Just come back from Corny and my Halfords inverter was not a happy bunny. Nor was the previous one from them either. Both plugged into the hab 12v plug hole through and adaptor for the Euro 12v ( I think this is what it is. Have been told but forgotten). The first one 175w just broke and the present 300w bails out after half an hour. OK with only one thing plugged in though.

Setup up is I have the hab 12v socket with small extension convertor from euro to normal *** socket and into this I have a 12v lead leading to Halfords 300w inverter. From the inverters 3 pin socket I have a 3 way, 3 pin mains plug with separate surge protection and on\off switches on each of the ways into which is a sky box 12watt box and a TV\DVD combi maxed at 53watts.

The halford bails out probably due to heat although appears to be no where near its max output i.e. 12 plus 53 = 65watts with that again to spare. (I think).

I don't like the halford anyway so I thinking of getting this from Maplin, now we have one locally, and this is it. http://www.maplin.co.uk/Module.aspx?ModuleNo=228623

Question is of course should I be OK with this subject to it working. Many thanks indeed in advance for in essence a repeat of many questions and apologies that I am not sharp enough to understand the answers.


----------



## trevorf (May 16, 2005)

Hi Pusser

Could be that your porky's wiring to the 12V sockets is not man enough for the job. If you are using the full 300W from your invertor that is about 25amps through the wiring and 12V sockets. 
I had the same problem with my Autotail which had wiring rated at 10amps.

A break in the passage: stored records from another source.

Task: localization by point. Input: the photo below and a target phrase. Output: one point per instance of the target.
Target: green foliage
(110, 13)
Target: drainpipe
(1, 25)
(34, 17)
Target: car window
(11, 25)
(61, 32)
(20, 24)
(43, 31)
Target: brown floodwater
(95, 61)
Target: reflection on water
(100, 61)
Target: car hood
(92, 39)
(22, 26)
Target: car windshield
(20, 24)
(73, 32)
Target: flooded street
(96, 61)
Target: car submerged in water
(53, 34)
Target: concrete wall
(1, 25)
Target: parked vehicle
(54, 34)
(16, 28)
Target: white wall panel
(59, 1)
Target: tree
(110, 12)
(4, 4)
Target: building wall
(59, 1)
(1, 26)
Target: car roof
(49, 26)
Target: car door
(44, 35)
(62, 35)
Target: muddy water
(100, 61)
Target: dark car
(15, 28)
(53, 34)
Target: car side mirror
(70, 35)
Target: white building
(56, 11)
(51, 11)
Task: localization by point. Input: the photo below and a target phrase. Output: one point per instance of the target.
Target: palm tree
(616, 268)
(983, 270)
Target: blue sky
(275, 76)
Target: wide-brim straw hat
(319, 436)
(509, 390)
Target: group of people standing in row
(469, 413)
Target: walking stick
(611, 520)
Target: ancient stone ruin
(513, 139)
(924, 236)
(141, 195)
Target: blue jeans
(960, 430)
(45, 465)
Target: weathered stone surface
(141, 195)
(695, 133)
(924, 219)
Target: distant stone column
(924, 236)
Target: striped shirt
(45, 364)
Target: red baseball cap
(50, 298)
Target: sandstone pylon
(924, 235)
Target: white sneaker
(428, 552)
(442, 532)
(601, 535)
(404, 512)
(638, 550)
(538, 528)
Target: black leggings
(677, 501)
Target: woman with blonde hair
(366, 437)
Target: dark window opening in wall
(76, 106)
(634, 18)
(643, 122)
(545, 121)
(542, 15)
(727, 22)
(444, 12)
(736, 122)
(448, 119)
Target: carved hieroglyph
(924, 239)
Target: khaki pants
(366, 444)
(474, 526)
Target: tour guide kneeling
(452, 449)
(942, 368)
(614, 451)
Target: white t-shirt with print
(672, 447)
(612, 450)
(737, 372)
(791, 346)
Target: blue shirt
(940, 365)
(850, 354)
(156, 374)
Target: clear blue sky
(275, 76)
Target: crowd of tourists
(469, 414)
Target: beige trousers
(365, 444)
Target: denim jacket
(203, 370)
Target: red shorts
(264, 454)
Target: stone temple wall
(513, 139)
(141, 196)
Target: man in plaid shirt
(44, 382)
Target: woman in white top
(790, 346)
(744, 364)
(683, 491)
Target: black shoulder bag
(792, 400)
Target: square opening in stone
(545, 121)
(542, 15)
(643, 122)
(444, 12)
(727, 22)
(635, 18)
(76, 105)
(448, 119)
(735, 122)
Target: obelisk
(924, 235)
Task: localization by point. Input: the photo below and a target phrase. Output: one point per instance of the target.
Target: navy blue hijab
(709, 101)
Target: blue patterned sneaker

Best to connect the invertor direct to the leisure battery with heavy duty 25 amp cable and fuse.

Hope this helps

Trevor


----------



## Pusser (May 9, 2005)

Thank you Trevor for that. I was wondering then if I get a 150watt one instead then perhaps that also would solve the prob. Trouble is I cannot do wiring and have not the time to get it done before we go away for a spell.


----------



## DABurleigh (May 9, 2005)

No, changine the inverter for a lower powered one won't help. It is application (load) that dictates the current draw (given inverters' efficiency is similar under a significant load), and therefore the voltage drop between battery and inverter input. It is that voltage AT the inverter INPUT UNDER LOAD that is the problem - it is below the inverter's operating threshold.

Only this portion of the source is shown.